2、向菌體中加入200ul溶液A，振蕩或用移液器吹打使菌體充分懸?。ㄈ绻歉锾m氏陽性菌，可在此步驟加入終濃度為20mg/ml的溶菌酶），向懸浮液中加入20ul的RNase A (10mg/ml)，充分顛倒混勻，室溫放置15-30min。

3、向管中加入20ul的蛋白酶K(10mg/ml)，充分混勻，55℃消化30-60min，消化期間可顛倒離心管混勻數次，直至樣品消化完全為止，此時可見菌液呈清亮粘稠狀。

4、向管中加入200ul溶液B，充分顛倒混勻，如出現白色沉淀，可于75℃放置15-30min，沉淀即會消失，不影響后續實驗。如果溶液未變清亮，說明樣品消化不徹底，可能會導致DNA的提取量以及純度降低，還可能堵塞吸附柱。

5、向管中加入200ul無水乙醇，充分混勻，此時還可能會出現絮狀沉淀，不影響DNA的提取，可將溶液和絮狀沉淀都加入到吸附柱中，靜置2min。

6、12000rpm離心2min. 棄廢液，將吸附柱放入收集管中。

7、向吸附柱中加入600ul漂洗液(使用前請先檢查是否己加入無水乙醇)。12000rpm離心1min，棄廢液，將吸附柱放入收集管中。

8、向吸附柱中加入600ul漂洗液， 12000rpm離心l min， 棄廢液，將吸附柱放入收集管中。

9、12000rpm離心2min，將吸附柱敞口置于室溫或50℃溫箱放置數分鐘，目的是將吸附柱中殘余的漂洗液去除，否則漂洗液中的乙醇會影響后續實驗如酶切、PCR等。

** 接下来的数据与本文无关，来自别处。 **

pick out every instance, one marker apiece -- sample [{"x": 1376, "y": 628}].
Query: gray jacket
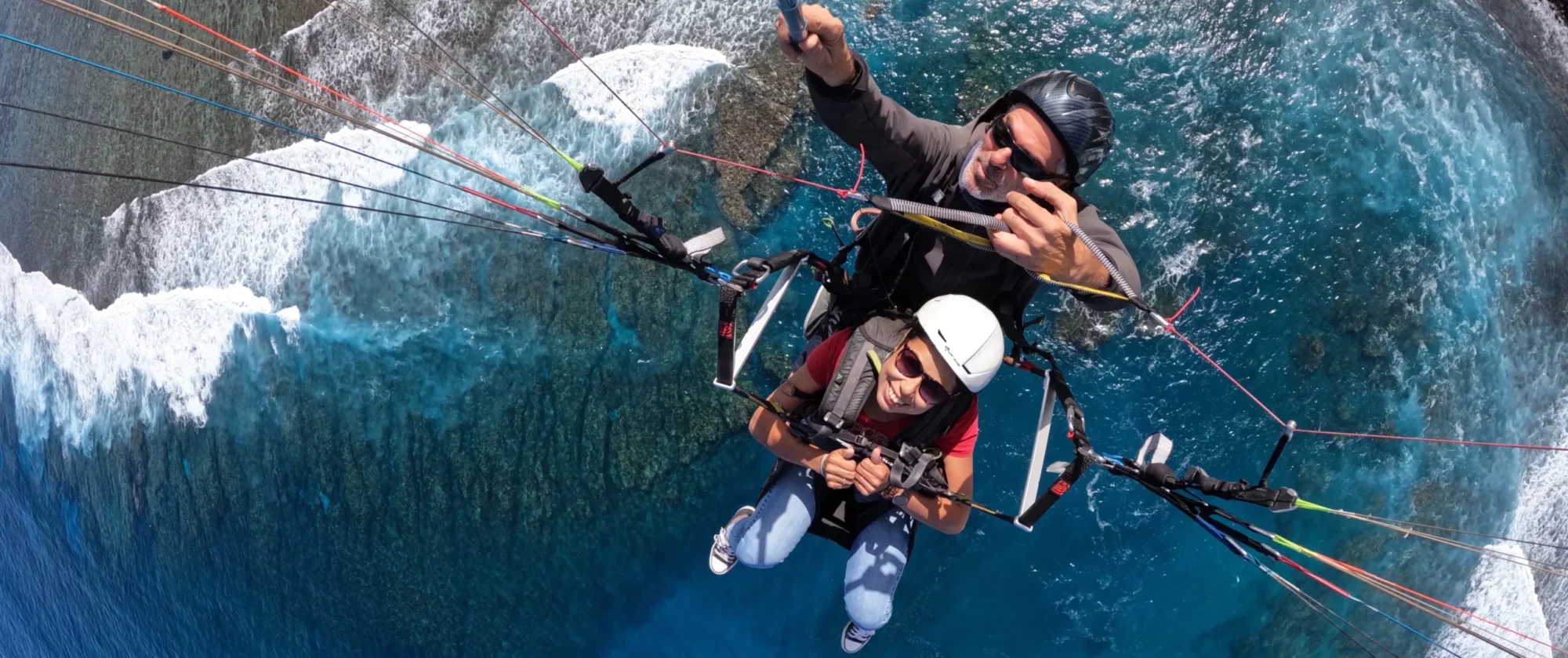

10、將吸附柱放入一個干凈的離心管中，向吸附膜中央懸空滴加50-200ul經65℃水浴預熱的洗脫液，室溫放置5min，12000rpm離心1min。

11、離心所得洗脫液再加入吸附柱中，室溫放置2min ，12000rpm離心2 min，即可得到高質量的細菌基因組DNA。

注意事項:

1、樣品應避免反復凍融，否則會導致提取的DNA片段較小且提取量下降。

2、若試劑盒中的溶液出現沉淀，可在65℃水浴中重新溶解后再使用，不影響提取效果。

3、如果實驗中的離心步驟出現柱子堵塞的情況，可適當延長離心時間。

4、洗脫緩沖液的體積最好不少于50ul，體積過小會影響回收效率；洗脫液的pH值對洗脫效率也有影響，若需要用水做洗脫液應保證其pH值在8.0左右(可用NaOH將水的pH值調至此范圍)， pH值低于7. 0會降低洗脫效率。DNA產物應保存在-20℃，以防DNA降解。

5、 DNA濃度及純度檢測：得到的基因組DNA片段的大小與樣品保存時間、操作過程中的剪切力等因素有關。 回收得到的DNA片段可用瓊脂糖凝膠電泳和紫外分光光度計檢測濃度與純度。DNA應在OD260處有顯著吸收峰，OD260值為1.0相當于大約50μg/ml雙鏈DNA、40μg/ml單鏈DNA。OD260/0D280比值應為1.7-1.9，如果洗脫時不使用洗脫緩沖液，而使用去離子水，比值會偏低，因為pH值和離子存在會影響光吸收值，但并不表示純度低。